In the common law of defamation, publication has two components: (1) an act that makes the defamatory information available to a third party in a comprehensible form, and (2) the receipt of the information by a third party in such a way that it is understood.
In the context of Internet hyperlinks, a simple reference, absent evidence that someone actually viewed and understood the defamatory information to which it directs third parties, is not publication of that content. In order to satisfy the requirements of the first component of publication, the plaintiff must establish, on a balance or probabilities, that the hyperlinker performed a deliberate act that made defamatory information readily available to a third party in a comprehensible form. An act is deliberate if the defendant played more than a passive instrumental role in making the information available. In determining whether hyperlinked information is readily available, a court should consider a number of factors, including whether the hyperlink is user-activated or automatic, whether it is a shallow or a deep link, and whether the linked information is available to the general public (as opposed to being restricted).
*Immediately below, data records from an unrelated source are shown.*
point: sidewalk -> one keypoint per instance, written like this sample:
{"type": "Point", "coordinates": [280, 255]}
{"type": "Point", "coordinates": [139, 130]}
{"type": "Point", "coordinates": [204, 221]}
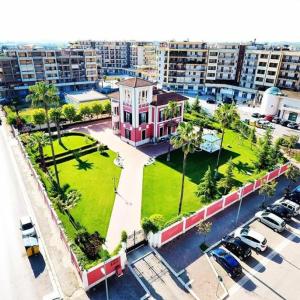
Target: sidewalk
{"type": "Point", "coordinates": [63, 269]}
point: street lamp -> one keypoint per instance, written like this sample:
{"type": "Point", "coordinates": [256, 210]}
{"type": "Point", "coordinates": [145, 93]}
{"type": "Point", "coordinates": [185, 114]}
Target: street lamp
{"type": "Point", "coordinates": [240, 204]}
{"type": "Point", "coordinates": [103, 271]}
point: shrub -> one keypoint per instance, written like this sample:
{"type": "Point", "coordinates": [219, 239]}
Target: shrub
{"type": "Point", "coordinates": [154, 223]}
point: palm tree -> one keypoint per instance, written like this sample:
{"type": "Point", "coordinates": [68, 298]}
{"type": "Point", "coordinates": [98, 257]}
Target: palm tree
{"type": "Point", "coordinates": [170, 113]}
{"type": "Point", "coordinates": [188, 140]}
{"type": "Point", "coordinates": [44, 95]}
{"type": "Point", "coordinates": [225, 115]}
{"type": "Point", "coordinates": [39, 139]}
{"type": "Point", "coordinates": [55, 115]}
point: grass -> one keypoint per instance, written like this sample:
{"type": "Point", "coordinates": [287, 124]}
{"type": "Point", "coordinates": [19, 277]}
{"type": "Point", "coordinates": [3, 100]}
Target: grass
{"type": "Point", "coordinates": [68, 143]}
{"type": "Point", "coordinates": [162, 180]}
{"type": "Point", "coordinates": [92, 176]}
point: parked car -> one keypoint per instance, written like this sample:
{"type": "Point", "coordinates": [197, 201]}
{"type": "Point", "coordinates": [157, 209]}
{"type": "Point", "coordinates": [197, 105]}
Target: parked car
{"type": "Point", "coordinates": [294, 195]}
{"type": "Point", "coordinates": [276, 120]}
{"type": "Point", "coordinates": [236, 246]}
{"type": "Point", "coordinates": [293, 125]}
{"type": "Point", "coordinates": [251, 238]}
{"type": "Point", "coordinates": [284, 123]}
{"type": "Point", "coordinates": [292, 206]}
{"type": "Point", "coordinates": [211, 101]}
{"type": "Point", "coordinates": [280, 211]}
{"type": "Point", "coordinates": [27, 227]}
{"type": "Point", "coordinates": [271, 220]}
{"type": "Point", "coordinates": [227, 261]}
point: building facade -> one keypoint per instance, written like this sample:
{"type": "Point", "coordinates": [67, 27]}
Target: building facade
{"type": "Point", "coordinates": [138, 112]}
{"type": "Point", "coordinates": [69, 69]}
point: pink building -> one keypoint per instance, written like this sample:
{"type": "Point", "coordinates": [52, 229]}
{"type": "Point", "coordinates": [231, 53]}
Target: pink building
{"type": "Point", "coordinates": [138, 111]}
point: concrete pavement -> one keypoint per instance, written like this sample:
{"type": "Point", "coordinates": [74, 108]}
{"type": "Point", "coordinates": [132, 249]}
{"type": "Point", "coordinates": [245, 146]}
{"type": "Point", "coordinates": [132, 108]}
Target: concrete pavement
{"type": "Point", "coordinates": [20, 277]}
{"type": "Point", "coordinates": [62, 269]}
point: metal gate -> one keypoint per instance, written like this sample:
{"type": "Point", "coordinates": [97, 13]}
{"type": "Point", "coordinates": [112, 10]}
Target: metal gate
{"type": "Point", "coordinates": [136, 239]}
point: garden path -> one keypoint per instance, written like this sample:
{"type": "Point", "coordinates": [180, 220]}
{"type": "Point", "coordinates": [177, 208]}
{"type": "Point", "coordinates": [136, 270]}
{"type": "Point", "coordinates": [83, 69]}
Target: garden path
{"type": "Point", "coordinates": [126, 214]}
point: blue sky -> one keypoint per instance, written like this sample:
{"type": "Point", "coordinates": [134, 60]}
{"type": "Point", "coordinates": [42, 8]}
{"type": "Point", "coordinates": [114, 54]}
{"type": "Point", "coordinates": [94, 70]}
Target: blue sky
{"type": "Point", "coordinates": [214, 20]}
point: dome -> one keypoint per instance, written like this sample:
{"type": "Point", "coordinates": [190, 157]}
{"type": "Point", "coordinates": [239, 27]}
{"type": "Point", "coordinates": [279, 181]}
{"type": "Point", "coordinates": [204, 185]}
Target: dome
{"type": "Point", "coordinates": [273, 91]}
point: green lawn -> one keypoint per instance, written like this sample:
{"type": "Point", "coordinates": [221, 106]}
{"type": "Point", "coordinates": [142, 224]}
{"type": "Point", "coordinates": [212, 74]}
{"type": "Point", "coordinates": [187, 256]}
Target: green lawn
{"type": "Point", "coordinates": [93, 178]}
{"type": "Point", "coordinates": [68, 143]}
{"type": "Point", "coordinates": [162, 180]}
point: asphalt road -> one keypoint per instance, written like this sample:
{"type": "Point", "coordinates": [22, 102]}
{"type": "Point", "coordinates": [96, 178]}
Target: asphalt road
{"type": "Point", "coordinates": [20, 277]}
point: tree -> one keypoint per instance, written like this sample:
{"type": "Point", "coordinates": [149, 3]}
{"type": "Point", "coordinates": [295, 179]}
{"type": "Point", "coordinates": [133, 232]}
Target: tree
{"type": "Point", "coordinates": [206, 189]}
{"type": "Point", "coordinates": [55, 115]}
{"type": "Point", "coordinates": [292, 174]}
{"type": "Point", "coordinates": [187, 140]}
{"type": "Point", "coordinates": [252, 136]}
{"type": "Point", "coordinates": [204, 228]}
{"type": "Point", "coordinates": [227, 182]}
{"type": "Point", "coordinates": [225, 115]}
{"type": "Point", "coordinates": [291, 142]}
{"type": "Point", "coordinates": [69, 112]}
{"type": "Point", "coordinates": [38, 117]}
{"type": "Point", "coordinates": [39, 140]}
{"type": "Point", "coordinates": [263, 150]}
{"type": "Point", "coordinates": [84, 111]}
{"type": "Point", "coordinates": [268, 189]}
{"type": "Point", "coordinates": [170, 113]}
{"type": "Point", "coordinates": [97, 109]}
{"type": "Point", "coordinates": [42, 94]}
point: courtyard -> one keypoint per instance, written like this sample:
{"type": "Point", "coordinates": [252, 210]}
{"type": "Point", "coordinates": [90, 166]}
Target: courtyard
{"type": "Point", "coordinates": [162, 180]}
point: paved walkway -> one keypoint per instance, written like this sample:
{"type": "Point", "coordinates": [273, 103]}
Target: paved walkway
{"type": "Point", "coordinates": [126, 214]}
{"type": "Point", "coordinates": [59, 258]}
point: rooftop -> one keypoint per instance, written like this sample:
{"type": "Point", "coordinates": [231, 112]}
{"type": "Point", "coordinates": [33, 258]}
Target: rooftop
{"type": "Point", "coordinates": [135, 82]}
{"type": "Point", "coordinates": [85, 96]}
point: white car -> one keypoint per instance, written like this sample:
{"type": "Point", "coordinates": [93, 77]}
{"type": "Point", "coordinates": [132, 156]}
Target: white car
{"type": "Point", "coordinates": [251, 238]}
{"type": "Point", "coordinates": [27, 227]}
{"type": "Point", "coordinates": [292, 206]}
{"type": "Point", "coordinates": [271, 220]}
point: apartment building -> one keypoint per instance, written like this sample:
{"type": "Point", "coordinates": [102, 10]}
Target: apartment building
{"type": "Point", "coordinates": [69, 69]}
{"type": "Point", "coordinates": [182, 65]}
{"type": "Point", "coordinates": [289, 72]}
{"type": "Point", "coordinates": [224, 63]}
{"type": "Point", "coordinates": [113, 56]}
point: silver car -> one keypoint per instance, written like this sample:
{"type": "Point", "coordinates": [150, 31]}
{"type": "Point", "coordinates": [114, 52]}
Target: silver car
{"type": "Point", "coordinates": [271, 220]}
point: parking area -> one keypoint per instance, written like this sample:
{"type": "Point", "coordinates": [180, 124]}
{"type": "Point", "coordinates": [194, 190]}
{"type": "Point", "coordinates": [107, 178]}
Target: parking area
{"type": "Point", "coordinates": [272, 274]}
{"type": "Point", "coordinates": [157, 278]}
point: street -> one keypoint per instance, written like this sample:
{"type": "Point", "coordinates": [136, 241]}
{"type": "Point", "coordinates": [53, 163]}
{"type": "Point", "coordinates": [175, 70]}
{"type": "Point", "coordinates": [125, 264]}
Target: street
{"type": "Point", "coordinates": [20, 277]}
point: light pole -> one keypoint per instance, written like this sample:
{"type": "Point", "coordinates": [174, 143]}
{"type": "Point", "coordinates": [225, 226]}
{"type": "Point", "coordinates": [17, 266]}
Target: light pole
{"type": "Point", "coordinates": [106, 286]}
{"type": "Point", "coordinates": [240, 204]}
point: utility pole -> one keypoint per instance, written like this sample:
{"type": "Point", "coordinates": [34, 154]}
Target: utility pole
{"type": "Point", "coordinates": [240, 204]}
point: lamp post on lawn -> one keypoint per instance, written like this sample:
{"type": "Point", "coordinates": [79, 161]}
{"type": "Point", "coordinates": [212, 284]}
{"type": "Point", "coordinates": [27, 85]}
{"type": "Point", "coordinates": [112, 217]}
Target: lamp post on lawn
{"type": "Point", "coordinates": [240, 204]}
{"type": "Point", "coordinates": [106, 286]}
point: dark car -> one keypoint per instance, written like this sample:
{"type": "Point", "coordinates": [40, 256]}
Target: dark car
{"type": "Point", "coordinates": [256, 115]}
{"type": "Point", "coordinates": [293, 125]}
{"type": "Point", "coordinates": [227, 261]}
{"type": "Point", "coordinates": [294, 195]}
{"type": "Point", "coordinates": [236, 246]}
{"type": "Point", "coordinates": [276, 120]}
{"type": "Point", "coordinates": [284, 123]}
{"type": "Point", "coordinates": [211, 101]}
{"type": "Point", "coordinates": [280, 211]}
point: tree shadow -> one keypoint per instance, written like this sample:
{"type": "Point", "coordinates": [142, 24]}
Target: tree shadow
{"type": "Point", "coordinates": [244, 168]}
{"type": "Point", "coordinates": [197, 162]}
{"type": "Point", "coordinates": [37, 263]}
{"type": "Point", "coordinates": [84, 165]}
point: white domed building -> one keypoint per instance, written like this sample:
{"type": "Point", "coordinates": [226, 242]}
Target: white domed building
{"type": "Point", "coordinates": [284, 104]}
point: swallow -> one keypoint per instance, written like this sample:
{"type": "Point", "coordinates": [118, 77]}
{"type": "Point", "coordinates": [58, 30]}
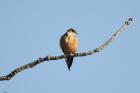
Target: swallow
{"type": "Point", "coordinates": [68, 44]}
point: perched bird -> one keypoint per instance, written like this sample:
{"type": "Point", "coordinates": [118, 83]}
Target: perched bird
{"type": "Point", "coordinates": [68, 44]}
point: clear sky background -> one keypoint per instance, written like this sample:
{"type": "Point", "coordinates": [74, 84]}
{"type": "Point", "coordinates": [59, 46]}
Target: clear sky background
{"type": "Point", "coordinates": [30, 29]}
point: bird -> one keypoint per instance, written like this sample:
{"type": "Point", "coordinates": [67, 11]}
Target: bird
{"type": "Point", "coordinates": [69, 44]}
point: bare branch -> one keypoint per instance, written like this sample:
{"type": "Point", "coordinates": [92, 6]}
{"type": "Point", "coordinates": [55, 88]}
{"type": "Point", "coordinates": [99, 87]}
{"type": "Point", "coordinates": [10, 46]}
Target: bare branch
{"type": "Point", "coordinates": [48, 58]}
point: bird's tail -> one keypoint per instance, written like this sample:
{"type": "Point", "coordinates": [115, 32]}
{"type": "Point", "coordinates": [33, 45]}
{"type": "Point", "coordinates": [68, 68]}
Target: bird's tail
{"type": "Point", "coordinates": [69, 61]}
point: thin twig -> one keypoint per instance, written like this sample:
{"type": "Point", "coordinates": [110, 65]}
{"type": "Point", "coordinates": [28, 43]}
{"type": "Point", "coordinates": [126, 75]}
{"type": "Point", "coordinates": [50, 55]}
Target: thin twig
{"type": "Point", "coordinates": [48, 58]}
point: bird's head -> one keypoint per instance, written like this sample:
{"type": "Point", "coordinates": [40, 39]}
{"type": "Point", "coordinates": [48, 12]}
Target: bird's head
{"type": "Point", "coordinates": [71, 31]}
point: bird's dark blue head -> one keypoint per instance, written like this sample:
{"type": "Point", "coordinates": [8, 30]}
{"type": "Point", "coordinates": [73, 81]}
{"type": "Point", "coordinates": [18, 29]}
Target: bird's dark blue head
{"type": "Point", "coordinates": [71, 30]}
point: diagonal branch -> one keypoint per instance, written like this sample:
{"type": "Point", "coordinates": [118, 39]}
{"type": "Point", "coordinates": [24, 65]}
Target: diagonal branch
{"type": "Point", "coordinates": [48, 58]}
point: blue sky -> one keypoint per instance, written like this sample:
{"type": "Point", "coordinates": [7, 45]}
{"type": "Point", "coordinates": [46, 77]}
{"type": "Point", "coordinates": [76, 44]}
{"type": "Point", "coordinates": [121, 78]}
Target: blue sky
{"type": "Point", "coordinates": [30, 29]}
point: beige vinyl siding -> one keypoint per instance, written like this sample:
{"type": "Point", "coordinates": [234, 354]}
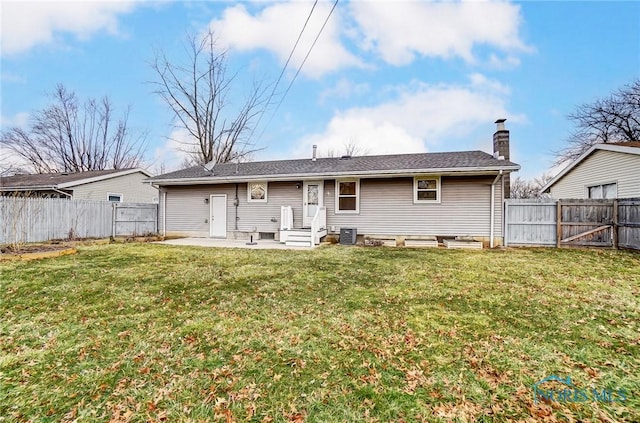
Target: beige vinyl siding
{"type": "Point", "coordinates": [131, 187]}
{"type": "Point", "coordinates": [601, 167]}
{"type": "Point", "coordinates": [387, 208]}
{"type": "Point", "coordinates": [188, 214]}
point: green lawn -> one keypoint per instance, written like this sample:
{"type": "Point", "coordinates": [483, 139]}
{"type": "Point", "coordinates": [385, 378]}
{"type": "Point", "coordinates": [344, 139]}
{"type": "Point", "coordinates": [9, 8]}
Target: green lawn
{"type": "Point", "coordinates": [141, 332]}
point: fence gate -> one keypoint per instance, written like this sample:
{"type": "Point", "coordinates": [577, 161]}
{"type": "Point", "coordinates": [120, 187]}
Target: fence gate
{"type": "Point", "coordinates": [628, 219]}
{"type": "Point", "coordinates": [585, 223]}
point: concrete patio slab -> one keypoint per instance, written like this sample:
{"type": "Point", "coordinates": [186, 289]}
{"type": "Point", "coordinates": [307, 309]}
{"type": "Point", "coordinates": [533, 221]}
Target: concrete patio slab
{"type": "Point", "coordinates": [230, 243]}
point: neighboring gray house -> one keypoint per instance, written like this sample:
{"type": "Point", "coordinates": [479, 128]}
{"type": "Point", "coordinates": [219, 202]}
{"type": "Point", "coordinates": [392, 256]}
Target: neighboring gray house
{"type": "Point", "coordinates": [118, 185]}
{"type": "Point", "coordinates": [603, 171]}
{"type": "Point", "coordinates": [415, 196]}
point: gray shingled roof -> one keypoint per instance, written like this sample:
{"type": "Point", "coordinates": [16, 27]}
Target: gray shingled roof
{"type": "Point", "coordinates": [469, 160]}
{"type": "Point", "coordinates": [53, 180]}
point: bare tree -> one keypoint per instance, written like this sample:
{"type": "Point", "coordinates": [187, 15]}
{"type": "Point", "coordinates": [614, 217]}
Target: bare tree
{"type": "Point", "coordinates": [68, 136]}
{"type": "Point", "coordinates": [522, 188]}
{"type": "Point", "coordinates": [612, 119]}
{"type": "Point", "coordinates": [198, 92]}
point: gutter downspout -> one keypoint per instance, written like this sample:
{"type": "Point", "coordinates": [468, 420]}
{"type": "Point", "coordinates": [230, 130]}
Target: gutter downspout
{"type": "Point", "coordinates": [492, 212]}
{"type": "Point", "coordinates": [164, 213]}
{"type": "Point", "coordinates": [236, 202]}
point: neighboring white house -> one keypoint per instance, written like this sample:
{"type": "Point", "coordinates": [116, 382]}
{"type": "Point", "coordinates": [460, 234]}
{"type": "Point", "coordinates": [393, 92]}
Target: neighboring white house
{"type": "Point", "coordinates": [117, 185]}
{"type": "Point", "coordinates": [603, 171]}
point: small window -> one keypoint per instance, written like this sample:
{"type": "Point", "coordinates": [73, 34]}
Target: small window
{"type": "Point", "coordinates": [426, 189]}
{"type": "Point", "coordinates": [348, 196]}
{"type": "Point", "coordinates": [604, 191]}
{"type": "Point", "coordinates": [258, 192]}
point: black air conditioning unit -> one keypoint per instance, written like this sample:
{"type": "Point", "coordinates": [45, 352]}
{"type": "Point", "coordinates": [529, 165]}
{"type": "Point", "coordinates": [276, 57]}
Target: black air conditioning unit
{"type": "Point", "coordinates": [348, 236]}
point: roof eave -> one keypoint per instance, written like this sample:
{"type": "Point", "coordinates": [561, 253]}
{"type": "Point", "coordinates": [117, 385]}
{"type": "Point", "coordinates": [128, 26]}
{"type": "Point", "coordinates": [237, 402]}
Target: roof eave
{"type": "Point", "coordinates": [293, 176]}
{"type": "Point", "coordinates": [583, 156]}
{"type": "Point", "coordinates": [28, 188]}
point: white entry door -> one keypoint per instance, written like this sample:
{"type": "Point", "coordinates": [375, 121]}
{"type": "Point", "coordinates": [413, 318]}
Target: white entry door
{"type": "Point", "coordinates": [218, 216]}
{"type": "Point", "coordinates": [313, 195]}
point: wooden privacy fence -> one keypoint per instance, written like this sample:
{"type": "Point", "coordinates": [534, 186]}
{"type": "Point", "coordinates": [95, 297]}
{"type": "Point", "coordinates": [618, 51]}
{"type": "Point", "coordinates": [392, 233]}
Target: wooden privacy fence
{"type": "Point", "coordinates": [43, 219]}
{"type": "Point", "coordinates": [596, 223]}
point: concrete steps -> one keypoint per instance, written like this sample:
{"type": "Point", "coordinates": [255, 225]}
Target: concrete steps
{"type": "Point", "coordinates": [462, 244]}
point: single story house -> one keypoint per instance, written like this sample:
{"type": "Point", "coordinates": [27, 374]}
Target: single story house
{"type": "Point", "coordinates": [610, 170]}
{"type": "Point", "coordinates": [118, 185]}
{"type": "Point", "coordinates": [414, 196]}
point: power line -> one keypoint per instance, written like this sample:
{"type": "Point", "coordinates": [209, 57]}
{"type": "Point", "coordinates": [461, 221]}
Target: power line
{"type": "Point", "coordinates": [284, 68]}
{"type": "Point", "coordinates": [335, 3]}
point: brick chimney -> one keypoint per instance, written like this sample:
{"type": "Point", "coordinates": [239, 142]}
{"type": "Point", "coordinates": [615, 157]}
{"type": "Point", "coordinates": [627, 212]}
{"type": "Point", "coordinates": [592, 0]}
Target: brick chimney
{"type": "Point", "coordinates": [501, 150]}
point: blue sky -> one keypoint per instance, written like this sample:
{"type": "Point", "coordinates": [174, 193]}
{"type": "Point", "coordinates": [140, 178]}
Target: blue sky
{"type": "Point", "coordinates": [389, 76]}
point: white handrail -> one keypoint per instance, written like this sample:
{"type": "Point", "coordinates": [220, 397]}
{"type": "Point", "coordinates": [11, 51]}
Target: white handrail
{"type": "Point", "coordinates": [286, 218]}
{"type": "Point", "coordinates": [318, 223]}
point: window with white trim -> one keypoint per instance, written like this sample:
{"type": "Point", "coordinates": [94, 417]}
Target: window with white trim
{"type": "Point", "coordinates": [348, 196]}
{"type": "Point", "coordinates": [603, 191]}
{"type": "Point", "coordinates": [426, 189]}
{"type": "Point", "coordinates": [257, 192]}
{"type": "Point", "coordinates": [114, 198]}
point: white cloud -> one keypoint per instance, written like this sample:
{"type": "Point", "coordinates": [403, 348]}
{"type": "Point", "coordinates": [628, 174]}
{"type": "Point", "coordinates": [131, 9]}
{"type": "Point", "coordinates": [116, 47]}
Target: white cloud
{"type": "Point", "coordinates": [27, 24]}
{"type": "Point", "coordinates": [344, 89]}
{"type": "Point", "coordinates": [422, 115]}
{"type": "Point", "coordinates": [276, 28]}
{"type": "Point", "coordinates": [398, 31]}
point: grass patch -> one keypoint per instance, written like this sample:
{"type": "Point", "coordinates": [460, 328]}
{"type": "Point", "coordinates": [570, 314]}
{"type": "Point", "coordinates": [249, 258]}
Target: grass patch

Any matter that has a bearing on the ease with which the referenced information could be accessed will be relevant to the inquiry.
For an action in defamation to succeed, the plaintiff must also satisfy the requirements of the second component of publication on a balance of probabilities, namely that a third party received and understood the defamatory information. This requirement can be satisfied either by adducing direct evidence or by asking the court to draw an inference based on, notably, whether the link was user-activated or automatic; whether it was a deep or a shallow link; whether the page contained more than one hyperlink and, if so, where the impugned link was located in relation to others; the context in which the link was presented to users; the number of hits on the page containing the hyperlink; the number of hits on the page containing the linked information (both before and after the page containing the link was posted); whether access to the Web sites in question was general or restricted; whether changes were made to the linked information and, if so, how they correlate with the number of hits on the page containing that information; and evidence concerning the behaviour of Internet users. Once the plaintiff establishes prima facie liability for defamation, the defendant can invoke any available defences.
Here, N acted as more than a mere conduit in making the hyperlinked information available. His action was deliberate. However, having regard to the totality of the circumstances, it cannot be inferred that the first, shallow hyperlink made the defamatory content readily available. The various articles were not placed on N’s site’s home page and they had separate addresses. The fact that the reader had to take further action in order to find the defamatory material constituted a meaningful barrier to the receipt, by a third party, of the linked information. The second, deep hyperlink, however, did make the content readily available. All the reader had to do to gain access to the article was to click on the link, which does not constitute a barrier to the availability of the material. Thus, C has satisfied the requirements of the first component of publication on a balance of probabilities where this link is concerned. However, the nature of N’s article, the way the various links were presented and the number of hits on the article do not support an inference that the allegedly defamatory information was brought to the knowledge of some third person. The defamation action with respect to either of the impugned hyperlinks cannot succeed.